И вот она появлялась на аллее; Робер видел, как спешит к нему та девушка, чье лицо он уже успел позабыть с прошлого вечера. Он брал ее за руки, наклонялся к ней, вдыхая немножко терпкий запах, исходивший от нее; потом она отстранялась от него и впивала его глазами. Да, именно впивала, жадными большими глотками, словно утоляя жажду, истомившую ее за долгий знойный день. А все же ее глаза, смотревшие так пристально, были незрячими и не умели разглядеть разочарования Робера, не видели, что его любовь вдруг превратилась в жалость — жалость к девушке, которая так быстро подурнела, занявшись какой-то убогой работой, и жалость к самому себе, ибо жизнь его потечет отныне в узком, тесном русле, под знаком нужды. Вместе с тем ему становилось стыдно за эти чувства и он находил в себе силы улыбаться Розе, пожимать ей руки и говорить такие ласковые слова, что их одних было бы достаточно, чтобы успокоить девушку, если б у нее возникли подозрения; но ни малейшая тень не омрачала ее светлой веры в любовь Робера — ведь она судила о нем по себе самой. Иногда она говорила:
— Ты сегодня какой-то усталый и печальный. Ты слишком много работаешь.
Ей и на ум не приходило, что он может разочароваться в пей. Ведь он попросил ее руки, несмотря на катастрофу, которая принесла семейству Револю разорение и почти бесчестье; он выдержал борьбу со своей грозной матерью. Разве могла Роза усомниться в его любви?
Она увлекала его на любимую их скамью, стоявшую на островке, позади раковины для оркестра. Если на скамье кто-нибудь сидел, они брали два стула. Роза говорила мало — она наслаждалась минутой отдыха и близостью любимого. В пруду утки и большие золотистые карпы раздергивали на части кусок хлеба, брошенный им каким-то мальчуганом. Роза отдыхала здесь душой. Она рассеянно отвечала на слова Робера, когда он говорил, что надо подыскать квартиру, купить мебель. Прекрасно. Все, что он сделает, наверняка будет прекрасно. Роза уже заранее любила те комнаты, где они будут жить вместе, и ту спальню, где он будет держать ее в объятиях. Ни о чем ином она и не помышляла. Она свивала себе в мечтах гнездышко, где ей будет так сладко отдохнуть на родной груди. Работать она больше не будет. Робер предлагал ей сейчас же уйти от Шардона, но она не согласилась, заявив, что не хочет жить на его средства, пока еще не носит его имени.

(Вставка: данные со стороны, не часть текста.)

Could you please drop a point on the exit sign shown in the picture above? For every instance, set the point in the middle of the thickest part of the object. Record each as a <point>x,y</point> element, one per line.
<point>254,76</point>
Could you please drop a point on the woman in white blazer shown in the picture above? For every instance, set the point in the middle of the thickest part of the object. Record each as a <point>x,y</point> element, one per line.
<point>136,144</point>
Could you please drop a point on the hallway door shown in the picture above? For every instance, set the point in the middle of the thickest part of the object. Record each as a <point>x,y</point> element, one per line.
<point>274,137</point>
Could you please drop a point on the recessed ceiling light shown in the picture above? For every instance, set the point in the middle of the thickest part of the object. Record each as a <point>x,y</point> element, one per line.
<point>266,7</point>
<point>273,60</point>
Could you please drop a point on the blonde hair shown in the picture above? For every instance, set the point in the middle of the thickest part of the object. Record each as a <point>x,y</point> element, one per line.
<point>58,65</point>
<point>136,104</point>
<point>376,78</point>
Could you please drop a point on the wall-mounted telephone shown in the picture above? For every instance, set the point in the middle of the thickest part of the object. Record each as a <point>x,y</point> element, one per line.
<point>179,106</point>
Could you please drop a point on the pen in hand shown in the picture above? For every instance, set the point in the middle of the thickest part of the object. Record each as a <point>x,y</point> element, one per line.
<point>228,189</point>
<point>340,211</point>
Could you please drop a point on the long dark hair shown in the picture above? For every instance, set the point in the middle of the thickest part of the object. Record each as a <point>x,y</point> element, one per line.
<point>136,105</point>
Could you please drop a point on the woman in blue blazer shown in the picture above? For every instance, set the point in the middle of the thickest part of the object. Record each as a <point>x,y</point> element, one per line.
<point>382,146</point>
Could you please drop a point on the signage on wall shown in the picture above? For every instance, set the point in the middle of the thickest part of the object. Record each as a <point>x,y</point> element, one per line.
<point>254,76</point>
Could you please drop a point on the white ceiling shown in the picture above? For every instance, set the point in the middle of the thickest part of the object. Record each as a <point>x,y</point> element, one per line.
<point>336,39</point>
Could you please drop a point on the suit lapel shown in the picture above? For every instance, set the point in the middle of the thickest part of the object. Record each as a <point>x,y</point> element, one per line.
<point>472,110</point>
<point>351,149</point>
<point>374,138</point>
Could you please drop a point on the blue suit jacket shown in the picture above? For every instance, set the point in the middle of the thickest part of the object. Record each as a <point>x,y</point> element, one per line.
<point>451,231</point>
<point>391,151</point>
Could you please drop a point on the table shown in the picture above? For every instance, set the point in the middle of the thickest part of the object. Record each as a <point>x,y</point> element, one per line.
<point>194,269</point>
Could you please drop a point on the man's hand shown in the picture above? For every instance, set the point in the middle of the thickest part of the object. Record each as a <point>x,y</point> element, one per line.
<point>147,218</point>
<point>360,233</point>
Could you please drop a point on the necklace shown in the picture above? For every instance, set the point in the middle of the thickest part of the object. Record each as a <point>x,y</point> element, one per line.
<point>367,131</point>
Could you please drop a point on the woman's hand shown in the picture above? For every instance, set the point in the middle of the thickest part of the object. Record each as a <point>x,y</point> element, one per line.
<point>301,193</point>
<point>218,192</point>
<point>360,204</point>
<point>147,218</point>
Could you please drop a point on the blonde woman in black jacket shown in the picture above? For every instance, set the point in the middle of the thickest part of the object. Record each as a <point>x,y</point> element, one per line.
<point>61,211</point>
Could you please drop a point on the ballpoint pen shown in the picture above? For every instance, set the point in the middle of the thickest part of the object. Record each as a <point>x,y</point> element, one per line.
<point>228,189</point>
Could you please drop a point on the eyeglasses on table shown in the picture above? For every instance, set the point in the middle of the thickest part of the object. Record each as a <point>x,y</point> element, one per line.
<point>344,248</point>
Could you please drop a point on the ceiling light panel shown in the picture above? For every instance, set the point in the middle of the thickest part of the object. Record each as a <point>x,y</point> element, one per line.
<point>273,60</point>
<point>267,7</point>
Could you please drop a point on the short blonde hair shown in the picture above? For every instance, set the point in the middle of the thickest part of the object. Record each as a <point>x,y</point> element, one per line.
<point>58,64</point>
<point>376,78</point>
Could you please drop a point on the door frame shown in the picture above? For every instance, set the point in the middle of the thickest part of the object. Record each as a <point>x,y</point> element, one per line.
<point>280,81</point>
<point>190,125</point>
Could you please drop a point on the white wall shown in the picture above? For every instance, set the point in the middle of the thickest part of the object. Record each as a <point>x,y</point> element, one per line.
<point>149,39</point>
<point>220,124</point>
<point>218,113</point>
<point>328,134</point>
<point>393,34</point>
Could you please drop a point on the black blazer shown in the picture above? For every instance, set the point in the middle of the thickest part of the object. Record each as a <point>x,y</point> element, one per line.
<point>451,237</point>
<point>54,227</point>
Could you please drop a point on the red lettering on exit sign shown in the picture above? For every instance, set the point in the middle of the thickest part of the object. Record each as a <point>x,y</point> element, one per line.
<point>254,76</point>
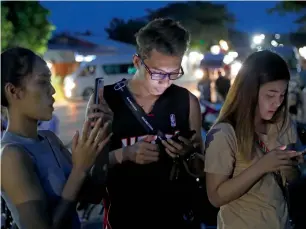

Если б Робер стал очень настаивать, она, несомненно, послушалась бы, но он весьма быстро сдался на ее доводы и даже сам подумал, что он словно боится, как бы Роза не потеряла заработка. Не было ли у него какой-нибудь задней мысли? Уж не думал ли он, что еще не поздно отступить, отказаться от принятого решения? Девичья головка, доверчиво склонявшаяся на его плечо, казалась ему такой тяжелой. Пыльные, лишенные блеска волосы щекотали ему щеку. Нет, это было просто невообразимо, немыслимо!
— Ну, пойдем, — говорил он, — до последнего трамвая остается только час…
Они заходили в молочную, заказывали себе по два яйца и по чашке шоколада. Роза не замечала, что она ест. Ее нисколько не раздражали неприятные мелочи, приводившие Робера в ужас: плохо вымытая чашка, следы от засаленной тряпки, которой вытирали столик, мокрые круги, оставленные донышком стакана. Она отметала от своей любви ту жалкую обстановку, в которой вынуждены жить люди, когда у них нет денег. Как-то вечером Робер сказал ей:
— Право, кто тебя не знает, не поверит, что ты жила в одном из лучших в городе особняков. За какие-нибудь
два месяца ты совсем отвыкла от роскоши, от драгоценностей.
— От роскоши?
Она подняла к нему усталое лицо. Он заметил черные точки на крыльях ее носа и напряженные мышцы худенькой шеи.